Image Credit: Mark Jenkins
With Milan just around the corner, Droog and I have been putting together a few communication documents for Amsterdam’s 2008 International Design Biennale – Experimenta Design (EXD08), of which Urban Play will be the main event. Doing this, I realised the majority of public attention right now is on the new designs being created for the project. These are staggering, believe me. But in parallel to the design work is the work that’s being put into the Urban Play exhibition. So as a taster, here’s the PR info that’s going to be released about the show in Milan:
Urban Play: The Exhibition
international unauthorized collaborations and urban interventionsThe Urban Play exhibition will provide a global overview of urban design interventions done by the public, for the public.

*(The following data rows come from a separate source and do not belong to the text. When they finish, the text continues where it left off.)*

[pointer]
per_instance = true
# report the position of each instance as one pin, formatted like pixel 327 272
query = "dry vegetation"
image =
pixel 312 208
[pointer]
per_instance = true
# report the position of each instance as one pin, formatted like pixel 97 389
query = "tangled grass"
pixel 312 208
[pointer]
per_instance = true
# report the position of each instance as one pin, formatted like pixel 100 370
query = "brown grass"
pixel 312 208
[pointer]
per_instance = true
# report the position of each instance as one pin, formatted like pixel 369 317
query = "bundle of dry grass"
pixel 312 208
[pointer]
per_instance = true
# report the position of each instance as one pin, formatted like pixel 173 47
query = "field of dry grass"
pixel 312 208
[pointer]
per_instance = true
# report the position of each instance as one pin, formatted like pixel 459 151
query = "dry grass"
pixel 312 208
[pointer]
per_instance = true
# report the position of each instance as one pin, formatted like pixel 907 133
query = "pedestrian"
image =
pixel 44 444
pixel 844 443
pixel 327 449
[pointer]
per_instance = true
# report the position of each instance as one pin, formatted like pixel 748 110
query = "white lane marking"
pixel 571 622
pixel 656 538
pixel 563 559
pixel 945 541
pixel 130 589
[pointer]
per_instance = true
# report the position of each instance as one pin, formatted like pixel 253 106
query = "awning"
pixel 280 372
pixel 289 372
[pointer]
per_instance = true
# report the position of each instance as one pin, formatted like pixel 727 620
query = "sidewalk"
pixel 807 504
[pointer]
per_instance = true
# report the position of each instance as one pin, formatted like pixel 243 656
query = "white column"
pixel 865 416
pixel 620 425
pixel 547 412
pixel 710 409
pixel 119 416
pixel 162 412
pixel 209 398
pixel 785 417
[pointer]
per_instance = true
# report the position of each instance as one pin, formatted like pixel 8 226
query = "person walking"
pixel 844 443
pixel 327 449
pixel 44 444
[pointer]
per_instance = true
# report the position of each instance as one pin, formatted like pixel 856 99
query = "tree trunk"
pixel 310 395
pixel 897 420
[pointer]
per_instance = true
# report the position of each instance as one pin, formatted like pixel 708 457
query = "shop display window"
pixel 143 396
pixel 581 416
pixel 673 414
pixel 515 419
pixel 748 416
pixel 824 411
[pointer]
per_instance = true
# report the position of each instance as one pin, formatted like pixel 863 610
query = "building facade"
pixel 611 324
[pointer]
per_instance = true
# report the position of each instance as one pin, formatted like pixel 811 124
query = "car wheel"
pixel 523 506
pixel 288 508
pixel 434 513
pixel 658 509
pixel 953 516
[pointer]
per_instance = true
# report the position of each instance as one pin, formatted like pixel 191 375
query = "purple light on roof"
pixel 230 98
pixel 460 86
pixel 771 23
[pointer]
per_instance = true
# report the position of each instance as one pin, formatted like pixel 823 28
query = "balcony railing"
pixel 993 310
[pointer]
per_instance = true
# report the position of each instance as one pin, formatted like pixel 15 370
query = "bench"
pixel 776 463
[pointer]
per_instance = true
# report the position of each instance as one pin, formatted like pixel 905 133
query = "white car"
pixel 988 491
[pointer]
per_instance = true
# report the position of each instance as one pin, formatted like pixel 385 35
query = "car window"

While some refer to the latest wave of urban creativity as guerrilla design, and others term it “3D Graffiti”, the common definition is that this work is where creative expression in the city streets becomes physical and is literally transforming cities around the world. Done without permission or commissions, the vast range of work on display represents, as the title states, unauthorised collaborations which exist at the intersection of the latest genre of street art and the beginnings of open source urban design. The Urban Play exhibition will show how this latest wave of urban intervention is not only challenging the rules of engagement between people and allowed creative expression in the city, but is also changing the language of creativity in the city. While social attitudes have previously dismissed urban intervention as a form of vandalism, at the heart of the current wave of guerrilla design is in fact a deeply sophisticated movement with a dedicated attitude concerning their role in the life of the city. The Urban Play exhibition is the definitive overview of the next wave of street art and the creative urban interventions that are literally transforming cities around the world.
The Urban Play project is conceived and curated by Scott Burnham and produced by Droog Design. For both the exhibition and the design commissions which create the Amsterdam route the renowned Dutch design studio Thonik (www.thonik.nl) will provide the design of the interface and interactive media campaign.